Bei einem thermisch teil- oder vollsanierten Gebäude können nach Berechnungen der Arge Qualitätsgruppe Wärmedämmsysteme weit über 75 Prozent der Heizenergie eingespart werden – bei gleichzeitiger Verbesserung des Raumklimas, also der Wohnqualität. „All diese Eigenschaften könnten wir auf einen Schlag realisieren, indem wir unseren Häusern einen ,Pullover‘ überziehen. Eine Dämmung sorgt für mehr Wohlbefinden im Winter wie auch im Sommer“, ist auch Robert Schmid, Obmann des Fachverbands Stein- und keramische Industrie, überzeugt.
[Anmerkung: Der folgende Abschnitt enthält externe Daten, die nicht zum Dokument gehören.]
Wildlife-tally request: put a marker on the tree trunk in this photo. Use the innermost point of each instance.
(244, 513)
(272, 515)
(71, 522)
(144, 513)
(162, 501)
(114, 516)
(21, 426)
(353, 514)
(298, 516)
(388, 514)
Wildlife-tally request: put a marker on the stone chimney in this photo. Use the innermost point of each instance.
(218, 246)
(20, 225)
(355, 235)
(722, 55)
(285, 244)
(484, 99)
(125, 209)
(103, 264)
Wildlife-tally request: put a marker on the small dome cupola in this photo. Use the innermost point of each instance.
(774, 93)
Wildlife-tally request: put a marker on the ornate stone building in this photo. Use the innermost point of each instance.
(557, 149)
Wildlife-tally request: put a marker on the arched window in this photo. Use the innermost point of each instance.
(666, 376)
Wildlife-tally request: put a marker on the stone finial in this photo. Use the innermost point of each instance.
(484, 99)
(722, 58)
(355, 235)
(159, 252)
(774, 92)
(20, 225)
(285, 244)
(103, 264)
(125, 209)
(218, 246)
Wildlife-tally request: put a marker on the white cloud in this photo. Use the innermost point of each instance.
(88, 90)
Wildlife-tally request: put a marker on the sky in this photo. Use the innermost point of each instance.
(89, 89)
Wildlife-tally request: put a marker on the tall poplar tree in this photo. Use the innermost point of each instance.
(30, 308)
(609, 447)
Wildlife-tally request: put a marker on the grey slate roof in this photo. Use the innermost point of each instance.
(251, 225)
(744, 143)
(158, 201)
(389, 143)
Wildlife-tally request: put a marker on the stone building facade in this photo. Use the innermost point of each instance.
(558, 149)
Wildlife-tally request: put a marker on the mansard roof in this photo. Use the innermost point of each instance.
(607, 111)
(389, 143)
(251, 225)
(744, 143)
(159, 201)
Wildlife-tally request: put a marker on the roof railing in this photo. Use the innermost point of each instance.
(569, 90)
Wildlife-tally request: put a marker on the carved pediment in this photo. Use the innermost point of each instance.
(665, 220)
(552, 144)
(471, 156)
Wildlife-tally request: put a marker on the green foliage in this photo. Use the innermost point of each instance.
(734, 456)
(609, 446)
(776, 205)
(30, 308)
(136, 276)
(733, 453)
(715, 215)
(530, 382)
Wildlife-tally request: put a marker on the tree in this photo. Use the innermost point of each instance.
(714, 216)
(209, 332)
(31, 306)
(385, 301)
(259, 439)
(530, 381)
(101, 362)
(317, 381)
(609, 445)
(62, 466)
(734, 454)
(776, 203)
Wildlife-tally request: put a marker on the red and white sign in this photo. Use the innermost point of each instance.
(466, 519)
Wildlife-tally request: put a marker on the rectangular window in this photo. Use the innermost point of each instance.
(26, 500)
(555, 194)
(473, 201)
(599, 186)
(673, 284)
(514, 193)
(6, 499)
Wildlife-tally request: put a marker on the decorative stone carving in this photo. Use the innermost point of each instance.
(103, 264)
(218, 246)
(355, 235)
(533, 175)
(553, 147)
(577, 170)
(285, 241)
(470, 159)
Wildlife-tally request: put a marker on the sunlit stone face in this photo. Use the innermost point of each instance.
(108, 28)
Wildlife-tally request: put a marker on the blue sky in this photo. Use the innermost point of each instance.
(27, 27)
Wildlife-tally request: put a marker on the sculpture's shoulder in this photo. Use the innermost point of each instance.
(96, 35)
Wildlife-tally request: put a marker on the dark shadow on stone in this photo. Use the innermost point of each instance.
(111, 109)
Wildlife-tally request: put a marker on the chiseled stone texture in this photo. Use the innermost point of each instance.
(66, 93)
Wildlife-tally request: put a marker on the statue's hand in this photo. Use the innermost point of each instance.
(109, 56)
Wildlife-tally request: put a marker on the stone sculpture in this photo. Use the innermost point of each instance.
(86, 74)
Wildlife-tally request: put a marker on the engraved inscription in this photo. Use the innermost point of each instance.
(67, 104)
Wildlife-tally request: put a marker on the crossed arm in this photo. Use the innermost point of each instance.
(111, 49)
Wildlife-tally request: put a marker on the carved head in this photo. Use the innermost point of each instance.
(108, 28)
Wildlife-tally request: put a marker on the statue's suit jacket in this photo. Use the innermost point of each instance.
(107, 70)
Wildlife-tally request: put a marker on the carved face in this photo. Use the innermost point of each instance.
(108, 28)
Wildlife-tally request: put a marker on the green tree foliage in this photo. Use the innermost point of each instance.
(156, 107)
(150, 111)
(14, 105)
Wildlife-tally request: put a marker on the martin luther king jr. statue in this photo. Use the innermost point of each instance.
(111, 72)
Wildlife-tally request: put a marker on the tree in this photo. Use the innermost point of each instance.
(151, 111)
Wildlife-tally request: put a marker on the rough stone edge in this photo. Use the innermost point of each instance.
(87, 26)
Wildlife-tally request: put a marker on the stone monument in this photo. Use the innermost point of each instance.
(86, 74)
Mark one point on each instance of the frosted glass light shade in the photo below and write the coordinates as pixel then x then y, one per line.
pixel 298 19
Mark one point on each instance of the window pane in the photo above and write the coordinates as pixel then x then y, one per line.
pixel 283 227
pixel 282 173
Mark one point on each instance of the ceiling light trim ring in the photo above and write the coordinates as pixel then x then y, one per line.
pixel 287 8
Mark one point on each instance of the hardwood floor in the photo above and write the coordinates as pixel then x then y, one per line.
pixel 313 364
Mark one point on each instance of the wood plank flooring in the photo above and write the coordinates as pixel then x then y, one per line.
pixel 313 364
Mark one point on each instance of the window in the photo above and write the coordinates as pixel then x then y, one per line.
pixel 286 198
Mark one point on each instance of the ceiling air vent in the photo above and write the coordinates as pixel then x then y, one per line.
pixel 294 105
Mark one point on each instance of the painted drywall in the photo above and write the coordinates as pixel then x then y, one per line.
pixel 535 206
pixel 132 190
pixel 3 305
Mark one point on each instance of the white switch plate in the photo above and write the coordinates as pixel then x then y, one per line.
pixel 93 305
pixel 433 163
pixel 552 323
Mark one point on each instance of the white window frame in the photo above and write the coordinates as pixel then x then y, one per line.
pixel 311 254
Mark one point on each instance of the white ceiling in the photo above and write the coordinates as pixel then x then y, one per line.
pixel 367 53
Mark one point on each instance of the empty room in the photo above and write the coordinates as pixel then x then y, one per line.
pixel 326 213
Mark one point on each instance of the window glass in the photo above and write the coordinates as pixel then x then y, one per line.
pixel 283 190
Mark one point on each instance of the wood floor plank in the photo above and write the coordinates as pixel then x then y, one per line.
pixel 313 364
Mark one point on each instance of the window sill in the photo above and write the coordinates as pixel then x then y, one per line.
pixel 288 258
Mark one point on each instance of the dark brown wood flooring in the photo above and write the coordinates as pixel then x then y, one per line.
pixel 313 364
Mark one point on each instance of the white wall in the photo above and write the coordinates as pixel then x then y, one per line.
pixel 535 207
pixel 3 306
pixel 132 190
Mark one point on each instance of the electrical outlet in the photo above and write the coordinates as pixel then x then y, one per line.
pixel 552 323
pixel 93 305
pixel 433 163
Das Fünf-Punkte-Programm der Baupakt-Partner

  1. Verdoppelung der Förderungsraten beim Sanierungsbonus für alle Sanierungsvorhaben: Die Förderung muss den deutlich gestiegenen Gesamtkosten der Sanierung entsprechen. Wie sich beim Heizkesseltausch gezeigt hat, ist eine erhöhte Förderrate entscheidend für Investitionsentscheidungen. Daher sollte die Förderung bei allen Förderstufen (Umfassende Sanierung, Teilsanierung etc.) verdoppelt werden.
  2. Erhöhung und Zweckwidmung der Wohnbauförderung: Zusätzlich zu den Beitragseinnahmen und Rückflüssen sollten jährlich 500 Mio. Euro für den Wohnungsneubau und die Sanierung bereitgestellt werden. Dadurch würden jährlich 1,1 Mrd. Euro zusätzlich in den Wohnungsneubau und die Sanierung fließen. Die Länder könnten damit zusätzlich günstige Wohnbaukredite und Sanierungskredite vergeben.
  3. Sanierungsbank: Gründung einer „Sanierungsbank“ und anderer Institutionen mit EUMitteln, um leistbare öffentliche Sanierungskredite vergeben zu können.
  4. One-Stop-Shop für alle Bundes-, Landes- und Gemeindesanierungsförderungen: Ansprechpartner: innen, die beraten, eine Vorausberechnung der möglichen Förderhöhe durchführen und dann die Anträge für Förderungen bei allen Gebietskörperschaften abwickeln.
  5. Sanierung öffentlicher Gebäude: Die Sanierung öffentlicherGebäude leistet einen wichtigen Beitrag zur Erreichung der Klimaziele und zur langfristigen Senkung der Energiekosten. Daher benötigen wir einen raschen Sanierungsplan mit notwendigen budgetären Mitteln. Ergänzend zu den gestellten Forderungen hat der Baupakt-Partner Global 2000 anhand einer typischen Beispielsanierung einen Vergleich zwischen den Fördermöglichkeiten in den Bundesländern durchgeführt. Neben den Bundesförderungen existieren auch Förderangebote der Länder, die in Kombination mit den Bundesförderungen genutzt werden können. Die Ausgestaltung dieser Förderungen variiert erheblich, was einen Vergleich untereinander erschwert.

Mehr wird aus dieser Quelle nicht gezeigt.